"David G. Johnston" <david.g.johnston@gmail.com> writes: > On Thursday, February 29, 2024, PetSerAl <petseral@gmail.com> wrote: >> postgres=# with a(b) as (values (row(1,2,3))) >> postgres-# select * from a, coalesce(b) as c(d int,e int, f int) >> postgres-# union all >> postgres-# select * from a, nullif(b, null) as c(d int,e int, f int) >> postgres-# union all >> postgres-# select * from a, unnest(array[b]) as c(d int,e int, f int) >> postgres-# union all >> postgres-# select * from a, json_populate_record(b, null) as c(d int,e >> int, f int); --expect OK
> My concern with all of this is accepting the specification of column > definitions for functions that don’t return the record pseudo-type.
Hm? These cases all *do* return record, because that's what a.b is typed as.
I strongly dislike the seemingly overloaded terminology in this area.
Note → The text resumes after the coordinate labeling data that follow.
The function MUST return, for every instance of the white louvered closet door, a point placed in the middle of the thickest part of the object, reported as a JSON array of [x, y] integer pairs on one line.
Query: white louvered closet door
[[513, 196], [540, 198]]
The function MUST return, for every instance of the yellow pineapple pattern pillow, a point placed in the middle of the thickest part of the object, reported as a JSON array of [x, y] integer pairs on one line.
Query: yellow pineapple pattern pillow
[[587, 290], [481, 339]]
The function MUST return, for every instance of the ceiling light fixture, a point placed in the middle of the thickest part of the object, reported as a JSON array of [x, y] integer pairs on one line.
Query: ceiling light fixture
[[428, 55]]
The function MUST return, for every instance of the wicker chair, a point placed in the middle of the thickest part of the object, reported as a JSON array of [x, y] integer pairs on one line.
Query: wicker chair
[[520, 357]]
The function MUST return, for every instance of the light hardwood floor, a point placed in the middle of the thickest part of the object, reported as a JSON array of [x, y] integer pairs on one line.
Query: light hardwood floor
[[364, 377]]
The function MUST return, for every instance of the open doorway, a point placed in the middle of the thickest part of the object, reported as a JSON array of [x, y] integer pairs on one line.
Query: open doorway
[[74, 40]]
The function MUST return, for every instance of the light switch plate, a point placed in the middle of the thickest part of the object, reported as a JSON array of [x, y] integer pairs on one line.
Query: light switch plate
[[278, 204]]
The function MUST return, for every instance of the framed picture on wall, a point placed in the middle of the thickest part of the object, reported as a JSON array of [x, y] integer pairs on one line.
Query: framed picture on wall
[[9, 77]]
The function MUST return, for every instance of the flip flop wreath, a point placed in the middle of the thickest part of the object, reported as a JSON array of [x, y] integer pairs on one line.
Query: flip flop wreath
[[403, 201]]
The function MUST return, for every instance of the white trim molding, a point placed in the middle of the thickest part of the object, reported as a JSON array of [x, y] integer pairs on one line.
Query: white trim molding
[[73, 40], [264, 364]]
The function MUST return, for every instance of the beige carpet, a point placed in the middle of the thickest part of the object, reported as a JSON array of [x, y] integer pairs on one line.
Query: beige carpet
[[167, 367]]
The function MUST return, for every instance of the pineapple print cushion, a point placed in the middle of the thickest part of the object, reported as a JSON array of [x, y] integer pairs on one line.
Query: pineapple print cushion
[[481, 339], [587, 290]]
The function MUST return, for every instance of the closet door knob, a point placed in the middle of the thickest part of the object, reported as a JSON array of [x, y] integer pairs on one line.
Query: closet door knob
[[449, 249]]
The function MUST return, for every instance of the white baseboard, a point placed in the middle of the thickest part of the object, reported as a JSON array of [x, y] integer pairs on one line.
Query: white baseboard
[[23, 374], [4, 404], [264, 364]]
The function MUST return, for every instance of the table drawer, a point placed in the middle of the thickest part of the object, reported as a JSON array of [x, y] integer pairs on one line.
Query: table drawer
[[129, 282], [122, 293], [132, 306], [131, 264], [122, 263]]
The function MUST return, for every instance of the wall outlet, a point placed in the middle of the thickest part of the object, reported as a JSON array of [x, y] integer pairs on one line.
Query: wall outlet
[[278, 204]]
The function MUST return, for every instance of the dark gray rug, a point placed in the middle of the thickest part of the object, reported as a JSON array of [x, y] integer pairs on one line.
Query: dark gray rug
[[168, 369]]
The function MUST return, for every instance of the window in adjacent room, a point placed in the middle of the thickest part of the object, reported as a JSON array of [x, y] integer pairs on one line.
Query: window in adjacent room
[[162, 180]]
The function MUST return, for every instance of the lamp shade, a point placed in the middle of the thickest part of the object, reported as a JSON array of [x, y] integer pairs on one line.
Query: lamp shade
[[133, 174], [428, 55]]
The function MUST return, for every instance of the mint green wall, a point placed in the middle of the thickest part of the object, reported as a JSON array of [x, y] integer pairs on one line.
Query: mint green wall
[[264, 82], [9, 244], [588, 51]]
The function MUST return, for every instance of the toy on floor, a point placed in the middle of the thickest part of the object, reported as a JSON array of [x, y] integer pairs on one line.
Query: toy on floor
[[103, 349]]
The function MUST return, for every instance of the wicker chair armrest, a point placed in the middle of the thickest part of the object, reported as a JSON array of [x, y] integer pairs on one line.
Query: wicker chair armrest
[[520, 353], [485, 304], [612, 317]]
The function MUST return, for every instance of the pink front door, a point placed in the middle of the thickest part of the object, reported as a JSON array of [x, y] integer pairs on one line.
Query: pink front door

Namely I was trying to distinguish these two example function signatures.
json_populate_record ( base anyelement, from_json json ) → anyelement
jsonb_to_record ( jsonb ) → record
Polymorphic functions do not require a column definition list. The non-polymorphic function signature does require the column definition list. That we accept a column definition list in the polymorphic case is settled code but seems like it led to this bug.